Por uma razão muito simples. É fundamental para as democracias que a qualidade da comunicação social — regulada, isenta, livre — seja aquilo que move a forma como nos informamos e não outras plataformas, sem verificação da veracidade das notícias divulgadas. A democracia só sobreviverá, repito, com uma comunicação isenta, livre, regulada.
A questão é “com quem“” e “como”. Ou não?
Certo, por isso é que estamos a discutir qual o nível de intervenção do Estado — prefiro dizer “apoios” em vez de “intervenção”, para que fique claro. O desafio do Presidente da República é esse: que o Estado, as entidades públicas, tenham um plano que consiga — só para dar um exemplo que ilustre o que está em causa – lidar com a questão da capacitação tecnológica da comunicação social para fazer algo tão importante como a verificação de fontes ou de notícias. Já começámos aliás a trabalhar nisto com a Lusa. Ela está a fazer-nos um projeto com um fundo tecnológico, para aumentar a sua capacidade de verificação da fonte, a veracidade do conteúdo. Ora repare que isto nada tem a ver com a questão editorial, estamos a falar de infra-estruturação daquilo que é a capacidade dos media de vencer esta guerra. Estamos a falar da saúde da democracia.

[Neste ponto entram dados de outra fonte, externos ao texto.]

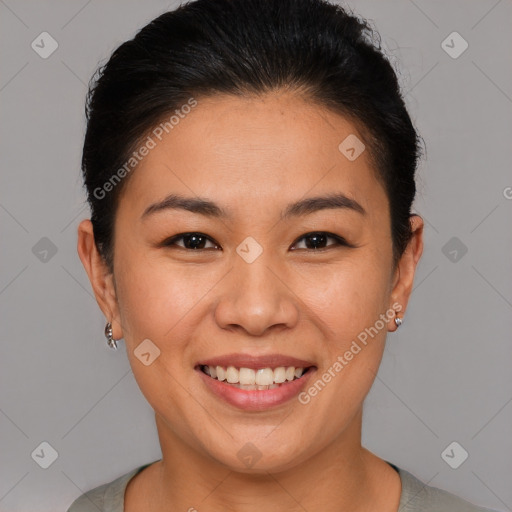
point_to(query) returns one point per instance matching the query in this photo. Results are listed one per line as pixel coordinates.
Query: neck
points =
(343, 476)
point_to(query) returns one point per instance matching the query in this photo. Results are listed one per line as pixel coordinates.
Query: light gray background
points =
(446, 375)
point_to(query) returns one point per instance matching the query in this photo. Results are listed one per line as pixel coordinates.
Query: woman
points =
(250, 170)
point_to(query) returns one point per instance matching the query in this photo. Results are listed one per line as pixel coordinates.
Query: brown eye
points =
(191, 241)
(319, 239)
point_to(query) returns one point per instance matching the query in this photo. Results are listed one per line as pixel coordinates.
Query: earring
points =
(111, 342)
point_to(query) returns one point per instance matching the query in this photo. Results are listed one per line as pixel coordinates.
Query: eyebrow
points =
(210, 209)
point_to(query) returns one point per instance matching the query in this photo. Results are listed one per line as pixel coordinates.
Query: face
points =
(245, 279)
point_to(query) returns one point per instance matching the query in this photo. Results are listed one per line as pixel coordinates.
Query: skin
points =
(254, 156)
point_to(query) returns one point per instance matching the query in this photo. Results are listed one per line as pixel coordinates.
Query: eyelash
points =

Deixei para o fim uma palavra tida como tóxica não correndo assim o risco de envenenar logo de início a nossa conversa. A palavra é “subsídio”e a minha pergunta vai parecer-lhe ou imbecil ou confrangedoramente cândida: qual é o seu bom argumento para atribuir um subsídio? Dá-se um subsídio segundo o quê? Há algo de mais subjectivo que a qualidade, por exemplo?
Não há. Mas à ministra não compete de todo fazer a avaliação da qualidade… Confesso que também eu tenho algum problema com a palavra subsídio. E sabe porquê? Eu explico: porque nós não falamos em subsídios na educação e na saúde. E é igual…
… igual?
Do mesmo modo que os nossos impostos financiam o Serviço Nacional de Saúde ou a escola pública, eles — os impostos — também devem servir para financiar a oferta de cultura. E portanto, quando dizemos “subsídio” na cultura por oposição a investimento na saúde, estamos no fundo, a estigmatizar a cultura, que é algo que eu muito profundamente tentarei sempre desconstruir. O Estado tem que investir em cultura, em saúde, em educação, e em nenhum destes sectores se fala ou diz “subsídio”, só na cultura.
Porque será?
Porque precisamente, julgo que quando entre nós se fala de subsídio para a cultura, não se fala do território, da dimensão que ele tem, da infraestrutura, da rede, do que ele é e representa. Fala-se da companhia A ou B. Temos que falar da cultura — sobretudo daquilo que é oferta de cultura que existe no território — da mesma maneira que existe a oferta de saúde ou de escola pública. É disso que temos que falar.
Para terminar: quando acabar esta legislatura, convidá-la-ei outra vez, para lhe perguntar se a parte do seu programa que aqui conseguimos abordar se cumpriu ou não. Será o seu objectivo mas será interessante verificá-lo.
Sim, é evidentemente o meu objetivo. Assente na definição de uma estratégia, na rota de crescimento de investimento e nas medidas concretas com o respetivo calendário.
É como se tivesse aberto uma porta para outra coisa?
O que eu gostaria era que quando me convidar outra vez, eu pudesse dizer ‘fizemos isto, concretizámos aquilo’ para transformar um pouco o país”: no que é a oferta cultural, na forma como as pessoas se relacionam com o património, no modo como as empresas investem na cultura e na forma como cada um de nós sente a oferta cultural. Como algo que verdadeiramente transforma as nossas vidas e que nós encaramos como algo onde o Estado tem que investir, como investe em saúde ou como investe em educação.